The rivers Tetri Aragvi, Patara Liakhvi, Ksani and Didi Liakhvi originate from the Keli volcanic area, and some peaks drain into the Terek river. Several mountain ranges separate the area into distinct high plains. Quaternary Dacite lava flows overlie thich Mesozoic sedimentary sequences.

Western Khorisar (elevation 3736 m) and Didi-Nepiskalo (3694 m) are the highest summits close to the crest of the Greater Caucasus. In the northeastern part of the system are the Nepiskalo volcanoes and several smaller structures. The Patara-Nepiskalo volcano is strongly degraded by glacial action and may have had a caldera. Other volcanoes are Sharkhokh, Northern Shadilkhokh, and Southern Shadilkhokh in the western Kaidon range and the lava flows created by the latter two volcanoes between the Arkhi Range, Keli Lake and the Aragvistavi river, the Ermani–Akhubata lava plateau, Eastern Sharkhokh volcano and several lava domes (Ermani, Fidarkokh and others).

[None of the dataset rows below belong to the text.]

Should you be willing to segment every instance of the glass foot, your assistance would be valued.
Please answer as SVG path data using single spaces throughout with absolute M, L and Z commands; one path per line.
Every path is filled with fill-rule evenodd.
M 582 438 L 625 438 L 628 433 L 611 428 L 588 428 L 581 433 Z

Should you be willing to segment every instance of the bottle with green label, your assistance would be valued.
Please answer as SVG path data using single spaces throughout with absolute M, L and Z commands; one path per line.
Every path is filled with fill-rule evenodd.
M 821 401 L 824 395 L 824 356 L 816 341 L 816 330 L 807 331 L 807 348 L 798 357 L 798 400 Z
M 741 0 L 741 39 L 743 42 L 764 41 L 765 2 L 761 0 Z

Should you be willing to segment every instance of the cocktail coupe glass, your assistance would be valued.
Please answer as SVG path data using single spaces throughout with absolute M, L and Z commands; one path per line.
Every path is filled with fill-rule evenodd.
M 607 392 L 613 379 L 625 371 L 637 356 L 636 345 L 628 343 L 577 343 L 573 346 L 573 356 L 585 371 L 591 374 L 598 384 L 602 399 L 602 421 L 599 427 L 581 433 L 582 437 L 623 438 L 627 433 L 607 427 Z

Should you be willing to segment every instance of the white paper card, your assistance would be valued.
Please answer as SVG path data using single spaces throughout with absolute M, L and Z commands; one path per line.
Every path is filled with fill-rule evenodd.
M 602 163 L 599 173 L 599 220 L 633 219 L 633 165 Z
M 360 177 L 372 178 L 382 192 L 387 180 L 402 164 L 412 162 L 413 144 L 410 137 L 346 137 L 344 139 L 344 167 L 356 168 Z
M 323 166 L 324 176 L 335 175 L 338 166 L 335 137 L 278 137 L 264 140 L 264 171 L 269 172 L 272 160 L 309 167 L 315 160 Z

Nikoloz Skhirtladze first studied the volcanoes and divided the volcanism into glacial and postglacial stages. Later research indicated three phases of volcanism: A first phase 245–170ka involved lava dome formation including Kordieritovyi dome, Patara-Nepiskalo volcano and Kabardzhin–Sakokhe centre and its associated a laval flow in the Aragvi valley. A second phase 137–70ka with large scale effusive activity included the "Pyramidal Peak" Volcano which dammed local rivers with lava flows. From 90ka on activity formed Didi-Nepiskalo and the Ekisom and Khorisar domes. The third phase less than 30ka with evidence that it continued into the Holocene formed Eastern Khorisa and Ploskaya Vershina. Activity of East Khorisar Volcano spans both stages and created lava flows in the Terek river valley, at the end involving the collapse of the northern flank of its crater.